The Global Poverty Initiative concluded its series of events highlighting Modern Slavery Awareness Week by sponsoring a luncheon with the topic of "What You Can Do." The April 16 luncheon featured speakers from the Nashville community who advocated for fair trade policies, involvement in combative social groups, and more government attention to human trafficking issues.

Speakers included C. Lee Eby from the fair trade enterprise Ten Thousand Villages Nashville, CEO of Free for Life International Colette Bercu, and Vanderbilt University International, Educational, and Public Policy lecturer Dr. Brian Heuser.

Eby, the board of directors chairman for Ten Thousand Villages, began his speech by making a connection between poverty and the origins of modern slavery.

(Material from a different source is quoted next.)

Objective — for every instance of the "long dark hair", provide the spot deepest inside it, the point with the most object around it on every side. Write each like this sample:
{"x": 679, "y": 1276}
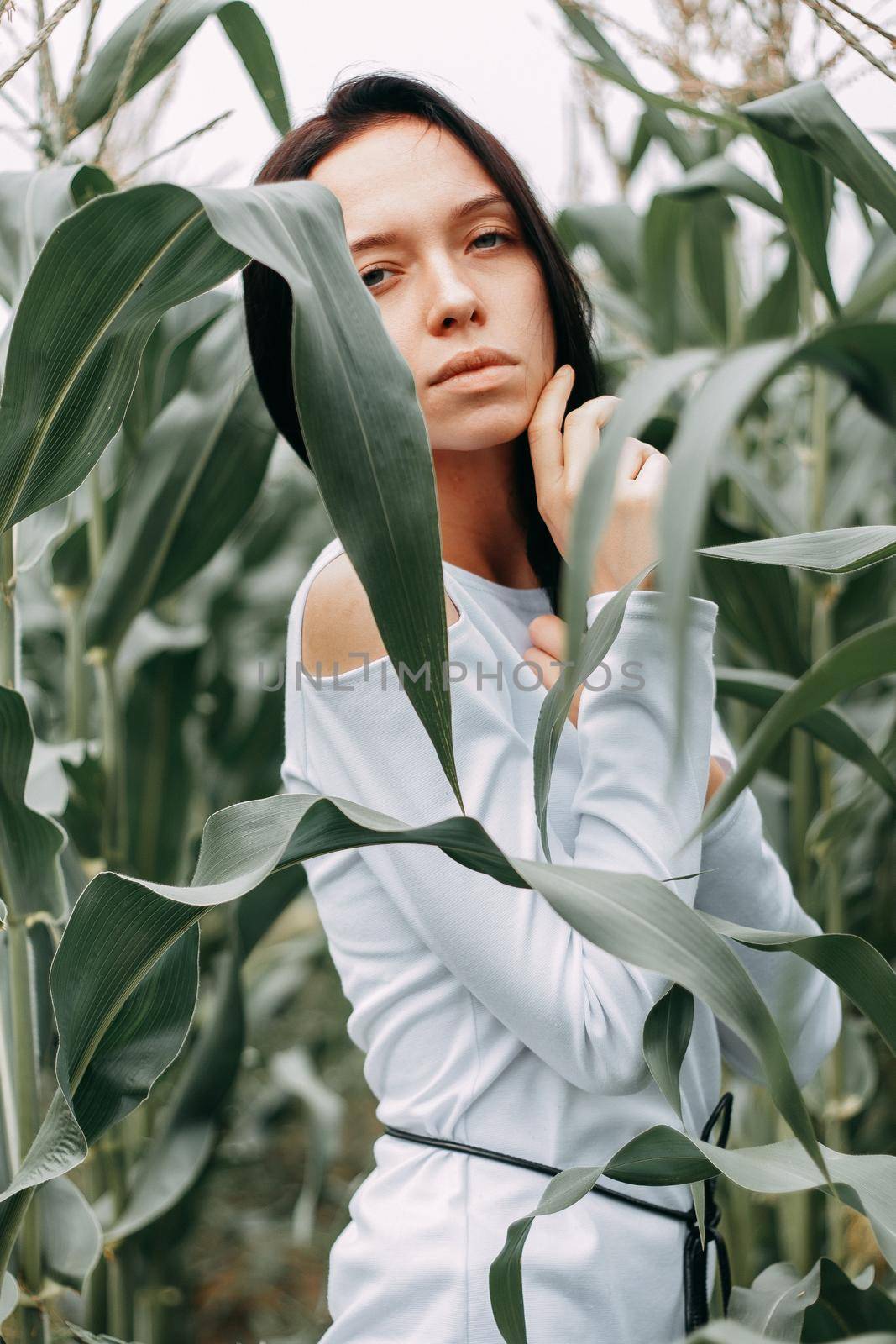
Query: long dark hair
{"x": 372, "y": 100}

He noted that "slavery problems grow out of poverty and children of the world are exploited by the international trade system."

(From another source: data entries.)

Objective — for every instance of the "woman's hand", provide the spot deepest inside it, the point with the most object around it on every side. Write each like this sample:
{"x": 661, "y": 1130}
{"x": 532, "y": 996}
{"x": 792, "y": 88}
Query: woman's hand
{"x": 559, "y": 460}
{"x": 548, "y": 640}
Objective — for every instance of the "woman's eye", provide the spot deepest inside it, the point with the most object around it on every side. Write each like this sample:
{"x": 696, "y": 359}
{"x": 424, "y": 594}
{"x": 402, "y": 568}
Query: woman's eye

Eby defined fair trade as the "direct exchange of goods based on the principles of economic and social justice" and explained that free trade and fair trade are not synonymous, as free trade only refers to economic agreements made between countries.

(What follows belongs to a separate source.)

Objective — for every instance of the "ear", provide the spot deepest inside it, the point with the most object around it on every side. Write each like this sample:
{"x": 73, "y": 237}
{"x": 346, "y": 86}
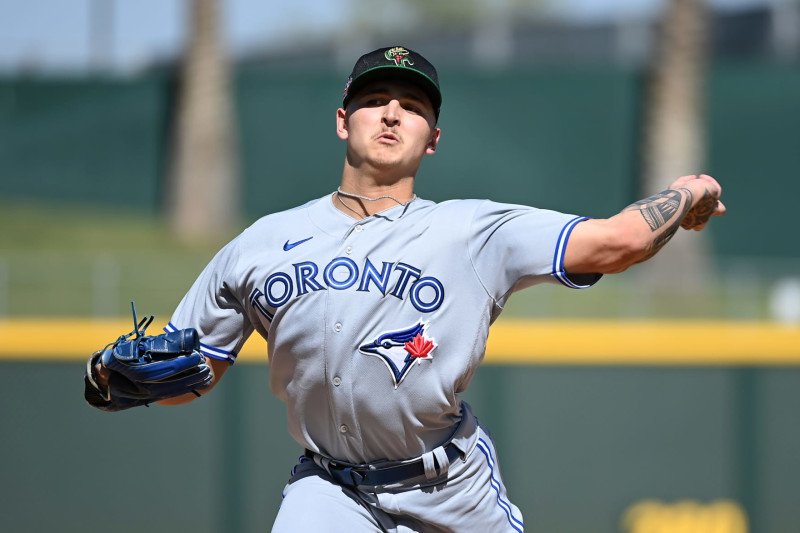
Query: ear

Fair trade businesses, like Nashville's own Ten Thousand Villages, ensure that children are not exploited as labor in any part of the production process. They also offer, Eby said, cash advances for the artisans for up to 50 percent. The main incentives for artisans to do business with fair trade companies are reliable payments and long-term relationships, factors that often cannot be found in impoverished nations. Eby pointed to Haiti and Chile, countries hurt deeply by earthquakes in the past year, as places with struggling economies with which Ten Thousand Villages now works.

Although Eby stressed that poverty is the undeniable cause of modern slavery, Dr. Heuser sharply disagreed. "Poverty does not cause human trafficking. It only provides the context," Heuser said.

He related an anecdote detailing his own personal encounter with trafficking during a collegiate study in Shanghai. Expecting to meet with a local purportedly willing to exchange currencies, Heuser instead found himself face-to-face with a man attempting to sell him a young girl. This experience caused Heuser to recognize that the problem of slavery still persists even in the modern world.